My son Toby is now five and I remember those full-on days of early parenting with a slight shudder. Initially I was so relieved when I discovered the baby sling would stop Toby crying and I got to have both arms free and constant snuggles that I used it almost constantly.
But unlike Mum-of-one Felicity Neal, who I saw on The Project last week, I didn’t last long. Felicity has not let six-month-old baby Charlotte out of her sight since she was born, and she even returned to work as a part time graphic designer wearing Charlotte in a sling.
Watch the video here:
A few months into baby-toting, Toby and I were both over it. It was a hot Aussie summer and that sweaty closeness was no longer cuddly. It was sticky, wriggly, heavy and I wanted my personal space back.
I knew from that point on that attachment parenting wasn’t really for me. My husband and I couldn’t tolerate Toby sleeping in our room, let alone our bed with all the snoring, snuffling and grunting.
Aside from the noise factor, the thought of putting our non-existent sex life any further on the skids by co-sleeping was not something we wanted. He cried a lot in those early weeks and months but we comforted him as best we could in his own room and he always settled eventually.
When the sexy times came back, we could make the most of our adult-only environ and not have to worry about keeping quiet, or having a squirmy infant booting us in the kidneys when we finally got some prized shut-eye.
Attachment parenting as coined by Dr William Sears in the 1970s is all about minimising separation as much as possible in baby’s first few years and responding to baby’s demands for food and sleep with sensitivity and intuition as opposed to establishing a routine.
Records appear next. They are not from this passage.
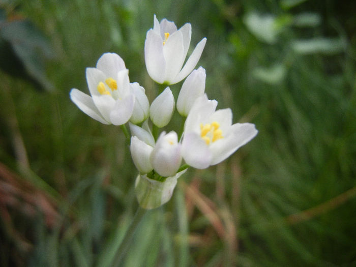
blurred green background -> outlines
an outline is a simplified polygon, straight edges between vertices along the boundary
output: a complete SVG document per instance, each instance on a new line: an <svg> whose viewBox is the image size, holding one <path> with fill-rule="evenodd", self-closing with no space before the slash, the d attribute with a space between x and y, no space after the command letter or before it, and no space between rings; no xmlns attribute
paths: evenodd
<svg viewBox="0 0 356 267"><path fill-rule="evenodd" d="M208 96L259 132L180 178L122 265L356 266L355 3L2 0L0 265L108 265L137 172L120 128L69 93L87 93L85 68L114 52L152 101L156 14L192 24L191 51L207 38Z"/></svg>

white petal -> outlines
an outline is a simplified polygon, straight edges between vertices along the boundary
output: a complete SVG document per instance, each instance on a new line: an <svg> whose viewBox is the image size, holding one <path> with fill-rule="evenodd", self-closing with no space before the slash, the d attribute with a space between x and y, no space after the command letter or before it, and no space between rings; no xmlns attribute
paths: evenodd
<svg viewBox="0 0 356 267"><path fill-rule="evenodd" d="M115 53L105 53L102 55L97 63L97 68L104 72L107 78L113 79L116 73L126 67L121 57Z"/></svg>
<svg viewBox="0 0 356 267"><path fill-rule="evenodd" d="M141 173L147 173L153 169L150 161L150 155L153 147L136 136L131 137L130 151L136 167Z"/></svg>
<svg viewBox="0 0 356 267"><path fill-rule="evenodd" d="M147 122L147 121L146 121ZM131 132L131 135L133 136L137 136L138 139L143 141L147 144L149 144L152 147L155 146L155 138L153 137L152 134L149 129L147 130L144 129L146 122L143 123L142 127L137 126L131 123L129 123L130 127L130 131Z"/></svg>
<svg viewBox="0 0 356 267"><path fill-rule="evenodd" d="M110 120L114 125L122 125L130 120L134 105L135 96L130 94L123 99L118 99L110 113Z"/></svg>
<svg viewBox="0 0 356 267"><path fill-rule="evenodd" d="M220 124L220 128L224 132L230 130L232 124L232 111L231 108L224 108L215 111L209 117L210 123L217 122Z"/></svg>
<svg viewBox="0 0 356 267"><path fill-rule="evenodd" d="M163 54L166 61L165 81L169 84L179 73L183 66L184 47L183 35L181 32L176 32L168 37L163 46Z"/></svg>
<svg viewBox="0 0 356 267"><path fill-rule="evenodd" d="M90 96L78 89L73 88L71 91L70 97L74 104L88 116L104 124L110 124L101 115Z"/></svg>
<svg viewBox="0 0 356 267"><path fill-rule="evenodd" d="M160 27L160 23L156 17L156 14L153 17L153 30L160 36L161 36L161 29ZM163 40L162 40L163 41Z"/></svg>
<svg viewBox="0 0 356 267"><path fill-rule="evenodd" d="M85 75L90 94L92 96L101 96L98 91L98 85L101 81L105 81L105 75L102 71L95 68L87 68L85 69Z"/></svg>
<svg viewBox="0 0 356 267"><path fill-rule="evenodd" d="M187 56L188 50L189 49L190 40L192 37L192 25L190 23L186 23L178 30L183 35L183 46L184 47L184 53L183 58L185 59Z"/></svg>
<svg viewBox="0 0 356 267"><path fill-rule="evenodd" d="M182 163L181 144L178 142L177 134L163 132L157 139L156 145L150 157L155 170L163 176L175 174Z"/></svg>
<svg viewBox="0 0 356 267"><path fill-rule="evenodd" d="M184 65L183 68L174 78L174 80L172 81L172 84L176 83L181 81L192 72L200 58L206 42L206 38L204 38L196 45L192 54L190 55L190 56L187 61L186 65Z"/></svg>
<svg viewBox="0 0 356 267"><path fill-rule="evenodd" d="M200 133L200 123L210 123L208 120L215 111L218 105L216 100L209 100L206 94L198 98L189 111L185 124L184 131Z"/></svg>
<svg viewBox="0 0 356 267"><path fill-rule="evenodd" d="M161 21L160 27L161 28L161 36L162 38L164 37L165 33L168 33L170 35L177 31L177 26L175 26L174 22L167 20L165 18Z"/></svg>
<svg viewBox="0 0 356 267"><path fill-rule="evenodd" d="M138 83L130 83L130 90L131 93L135 95L135 106L130 121L137 124L148 117L150 103L145 94L144 88Z"/></svg>
<svg viewBox="0 0 356 267"><path fill-rule="evenodd" d="M104 118L106 121L112 123L110 118L110 113L115 106L115 100L107 95L93 96L92 97L94 101L94 104L100 111Z"/></svg>
<svg viewBox="0 0 356 267"><path fill-rule="evenodd" d="M210 145L213 153L211 165L221 162L240 147L249 142L257 135L254 124L236 123L231 127L231 132L226 137L214 142Z"/></svg>
<svg viewBox="0 0 356 267"><path fill-rule="evenodd" d="M188 165L197 169L205 169L211 165L212 153L205 141L195 133L184 133L182 155Z"/></svg>
<svg viewBox="0 0 356 267"><path fill-rule="evenodd" d="M162 37L153 29L147 32L144 41L144 62L149 75L158 83L164 81L166 63Z"/></svg>
<svg viewBox="0 0 356 267"><path fill-rule="evenodd" d="M130 94L130 79L129 70L125 69L116 73L117 77L117 94L124 98Z"/></svg>
<svg viewBox="0 0 356 267"><path fill-rule="evenodd" d="M177 99L177 110L186 117L194 101L204 94L206 75L201 67L194 70L184 81Z"/></svg>
<svg viewBox="0 0 356 267"><path fill-rule="evenodd" d="M174 111L174 97L169 87L155 99L150 107L150 117L158 127L163 127L170 121Z"/></svg>

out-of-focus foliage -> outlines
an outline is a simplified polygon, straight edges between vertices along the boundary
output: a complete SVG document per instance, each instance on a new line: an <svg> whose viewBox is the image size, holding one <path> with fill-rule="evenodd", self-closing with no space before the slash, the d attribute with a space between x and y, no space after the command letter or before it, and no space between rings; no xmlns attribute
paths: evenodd
<svg viewBox="0 0 356 267"><path fill-rule="evenodd" d="M190 22L192 45L207 38L208 96L259 132L180 177L123 266L356 264L355 3L2 2L49 38L54 88L0 71L0 265L110 262L137 207L137 173L120 128L85 115L69 93L86 91L85 68L114 52L152 101L143 44L154 14Z"/></svg>

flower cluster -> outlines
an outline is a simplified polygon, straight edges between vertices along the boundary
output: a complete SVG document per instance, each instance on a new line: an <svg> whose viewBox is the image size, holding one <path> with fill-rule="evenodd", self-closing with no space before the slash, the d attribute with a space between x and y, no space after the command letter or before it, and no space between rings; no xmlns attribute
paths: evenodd
<svg viewBox="0 0 356 267"><path fill-rule="evenodd" d="M156 15L153 28L146 36L144 60L151 78L166 86L186 78L176 103L167 86L150 105L144 88L130 82L124 61L113 53L104 53L96 68L86 69L91 96L75 88L70 92L72 101L93 118L105 124L129 125L130 150L139 173L136 196L145 209L168 201L177 179L189 166L204 169L217 164L257 134L253 124L232 124L231 110L217 110L218 102L204 94L205 70L193 69L206 38L197 44L183 66L191 37L190 23L177 29L166 19L159 22ZM160 128L171 121L175 107L185 122L183 132L162 131L159 134Z"/></svg>

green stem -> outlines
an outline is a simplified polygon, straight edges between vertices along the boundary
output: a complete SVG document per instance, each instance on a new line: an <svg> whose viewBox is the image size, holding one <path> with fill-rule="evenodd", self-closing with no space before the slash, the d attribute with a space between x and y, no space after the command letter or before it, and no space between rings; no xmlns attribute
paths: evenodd
<svg viewBox="0 0 356 267"><path fill-rule="evenodd" d="M158 138L158 127L154 124L152 124L152 135L155 138L155 141L157 141Z"/></svg>
<svg viewBox="0 0 356 267"><path fill-rule="evenodd" d="M189 165L186 163L185 164L183 164L181 167L179 167L179 169L178 169L177 172L179 172L180 171L182 171L182 170L184 170L186 169L188 169L189 167Z"/></svg>
<svg viewBox="0 0 356 267"><path fill-rule="evenodd" d="M183 134L183 132L184 131L184 125L185 124L186 120L187 120L187 117L183 117L182 118L183 118L183 121L182 122L182 124L181 124L181 129L179 131L179 135L178 136L178 140L181 140L181 138L182 138L182 136Z"/></svg>
<svg viewBox="0 0 356 267"><path fill-rule="evenodd" d="M117 249L117 250L115 254L114 260L111 265L112 267L117 267L120 265L123 257L126 254L126 250L129 247L129 245L131 243L131 240L133 237L133 235L135 233L136 229L137 229L138 225L142 221L142 219L143 218L144 215L146 214L146 212L147 210L145 210L140 206L138 207L138 209L135 214L133 221L131 223L131 225L130 226L130 227L127 230L125 237L120 244L120 246L118 247L118 249Z"/></svg>

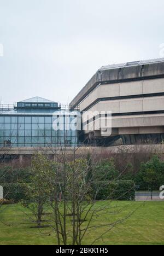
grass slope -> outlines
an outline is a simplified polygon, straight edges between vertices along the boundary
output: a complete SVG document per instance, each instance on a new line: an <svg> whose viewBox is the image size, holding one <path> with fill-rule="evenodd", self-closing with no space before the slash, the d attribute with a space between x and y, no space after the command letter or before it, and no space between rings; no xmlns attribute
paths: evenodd
<svg viewBox="0 0 164 256"><path fill-rule="evenodd" d="M103 204L98 202L97 204ZM110 214L103 213L93 222L102 224L125 217L137 208L123 223L114 227L96 245L164 245L164 202L113 202L113 206L126 207L124 212L117 213L112 208ZM0 211L0 245L56 245L56 239L49 228L40 230L30 229L33 224L26 215L26 210L19 205L3 206ZM47 218L49 218L48 216ZM3 223L2 222L3 222ZM10 225L10 226L6 225ZM68 224L69 225L69 224ZM95 229L87 234L83 241L89 245L104 231L104 228Z"/></svg>

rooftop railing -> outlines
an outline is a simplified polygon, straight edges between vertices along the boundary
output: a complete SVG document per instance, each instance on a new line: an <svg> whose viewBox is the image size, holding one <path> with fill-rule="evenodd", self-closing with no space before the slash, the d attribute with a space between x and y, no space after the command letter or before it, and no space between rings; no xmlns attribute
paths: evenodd
<svg viewBox="0 0 164 256"><path fill-rule="evenodd" d="M14 104L0 104L0 110L9 110L17 107L17 103L14 103ZM58 104L58 107L62 110L69 110L71 109L70 105L62 104L61 103ZM78 111L79 110L79 109L77 107L74 109L74 110Z"/></svg>
<svg viewBox="0 0 164 256"><path fill-rule="evenodd" d="M1 110L8 110L13 109L14 104L0 104Z"/></svg>

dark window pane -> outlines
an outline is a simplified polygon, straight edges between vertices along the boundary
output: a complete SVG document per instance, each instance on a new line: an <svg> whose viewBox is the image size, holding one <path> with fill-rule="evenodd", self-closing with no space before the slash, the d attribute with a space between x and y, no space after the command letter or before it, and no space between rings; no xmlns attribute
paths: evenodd
<svg viewBox="0 0 164 256"><path fill-rule="evenodd" d="M31 117L25 117L25 123L30 124L31 123Z"/></svg>
<svg viewBox="0 0 164 256"><path fill-rule="evenodd" d="M11 123L11 117L4 117L4 123Z"/></svg>

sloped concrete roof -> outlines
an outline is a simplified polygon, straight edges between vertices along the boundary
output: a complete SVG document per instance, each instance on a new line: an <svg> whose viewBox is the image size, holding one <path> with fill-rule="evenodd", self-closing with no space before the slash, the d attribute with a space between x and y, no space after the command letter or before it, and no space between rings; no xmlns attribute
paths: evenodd
<svg viewBox="0 0 164 256"><path fill-rule="evenodd" d="M75 108L100 83L161 77L164 77L164 58L103 66L72 101L70 108Z"/></svg>

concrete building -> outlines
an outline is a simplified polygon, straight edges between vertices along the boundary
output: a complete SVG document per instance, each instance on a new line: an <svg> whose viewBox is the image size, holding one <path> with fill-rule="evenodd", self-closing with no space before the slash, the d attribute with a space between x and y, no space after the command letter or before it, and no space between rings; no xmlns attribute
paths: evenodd
<svg viewBox="0 0 164 256"><path fill-rule="evenodd" d="M77 107L88 127L85 137L99 145L163 144L164 59L103 66L71 102L72 109ZM86 112L109 110L112 134L94 130L99 115L90 118Z"/></svg>

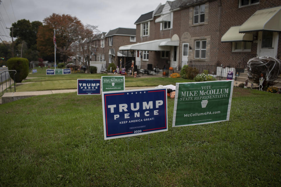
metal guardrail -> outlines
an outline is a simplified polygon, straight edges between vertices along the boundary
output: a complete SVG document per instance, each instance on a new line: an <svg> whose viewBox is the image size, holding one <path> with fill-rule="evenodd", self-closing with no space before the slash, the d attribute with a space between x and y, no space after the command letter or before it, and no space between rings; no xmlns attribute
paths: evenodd
<svg viewBox="0 0 281 187"><path fill-rule="evenodd" d="M6 73L7 72L8 72L8 73L6 74ZM5 91L6 91L6 92L8 92L9 88L10 88L10 91L12 92L12 84L13 83L12 83L12 79L10 76L10 72L11 73L13 73L13 77L14 79L15 75L17 73L17 71L16 70L5 70L0 73L0 82L1 83L1 84L0 84L0 89L1 89L2 90L2 92L0 92L0 96L2 96L4 95ZM5 79L3 80L4 77ZM8 85L7 85L7 82ZM5 88L4 89L4 87L5 86L6 86ZM14 88L15 92L16 92L16 81L14 81Z"/></svg>

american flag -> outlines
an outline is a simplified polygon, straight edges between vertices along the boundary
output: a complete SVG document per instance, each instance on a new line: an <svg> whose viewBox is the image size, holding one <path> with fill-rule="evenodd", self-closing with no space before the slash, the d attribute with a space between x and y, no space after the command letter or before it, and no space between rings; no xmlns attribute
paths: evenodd
<svg viewBox="0 0 281 187"><path fill-rule="evenodd" d="M55 45L56 48L56 34L55 32L54 33L54 44Z"/></svg>

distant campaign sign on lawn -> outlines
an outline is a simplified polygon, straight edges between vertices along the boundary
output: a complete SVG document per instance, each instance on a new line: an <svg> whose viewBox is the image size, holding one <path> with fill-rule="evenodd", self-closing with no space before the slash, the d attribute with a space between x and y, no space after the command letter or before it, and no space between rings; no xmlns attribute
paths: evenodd
<svg viewBox="0 0 281 187"><path fill-rule="evenodd" d="M167 89L103 92L104 139L168 130Z"/></svg>
<svg viewBox="0 0 281 187"><path fill-rule="evenodd" d="M102 76L102 91L125 90L125 76Z"/></svg>
<svg viewBox="0 0 281 187"><path fill-rule="evenodd" d="M100 94L100 79L77 79L77 95Z"/></svg>
<svg viewBox="0 0 281 187"><path fill-rule="evenodd" d="M228 121L233 80L177 83L172 127Z"/></svg>
<svg viewBox="0 0 281 187"><path fill-rule="evenodd" d="M46 70L46 75L55 75L55 70Z"/></svg>
<svg viewBox="0 0 281 187"><path fill-rule="evenodd" d="M63 72L62 69L56 69L55 74L56 75L62 75Z"/></svg>
<svg viewBox="0 0 281 187"><path fill-rule="evenodd" d="M71 74L71 70L70 69L63 69L63 74Z"/></svg>

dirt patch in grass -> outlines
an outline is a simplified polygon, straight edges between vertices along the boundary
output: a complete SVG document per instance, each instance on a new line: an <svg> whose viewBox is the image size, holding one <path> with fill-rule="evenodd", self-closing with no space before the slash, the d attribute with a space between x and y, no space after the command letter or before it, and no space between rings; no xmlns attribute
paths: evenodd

The Australian Attachment Parenting Association (APA) website has much to say about the benefits of being so physically close to one’s baby and the strong bond it can create between parent and child, specifically the mother.
Where that is very clearly the case for Felicity and baby Charlotte and a number of my friends, for others like myself who did not fully embrace attachment parenting, I do believe the bond between a parent and child can still be just as strong.
These days Toby might be more interested in performing deranged wiggly bottom dances with his preschool friends that incorporate a lot of farting noises than giving me cuddles, but our relationship is as strong and loving as any other mother and son I know.
When I look back to the baby era, I see that I was a touch harsh on myself and baby Toby as I was hell bent on establishing a routine and slightly wary of the hippy connotations of the ‘attachment parenting’ label.
I often let my son cry it out and sucked up the looks of disapproval instead of just giving in and cuddling him like I inevitably ended up doing after a noisy 10 minutes of feeling like a heartless wench.
If we ever end up with a second child, I like to think I would try to incorporate a more sensitive and relaxed approach, as per some of the attachment parenting methods.
However, the idea that you have to permanently tote your baby around or co-sleep with them to create a strong bond, underestimates the importance of simply loving, feeding and nurturing your little one in the way that feels right for you.
Yes I probably read too much Gina Ford (contented baby my arse) when I should have just relaxed into the cuddles a bit more. But these are the lessons we learn as we go and I am just pleased to have survived mentally and physically in tact with a fun loving little person I can hopefully watch grow into a fun loving adult.
I may not have worn Toby in a sling for long or co-slept with him much at all, but I will remained ‘attached’ to the little bum wiggling maniac as his loving mummy until the day I die, and that is what I consider to be permanent parenting.
Have you ever tried attachment parenting?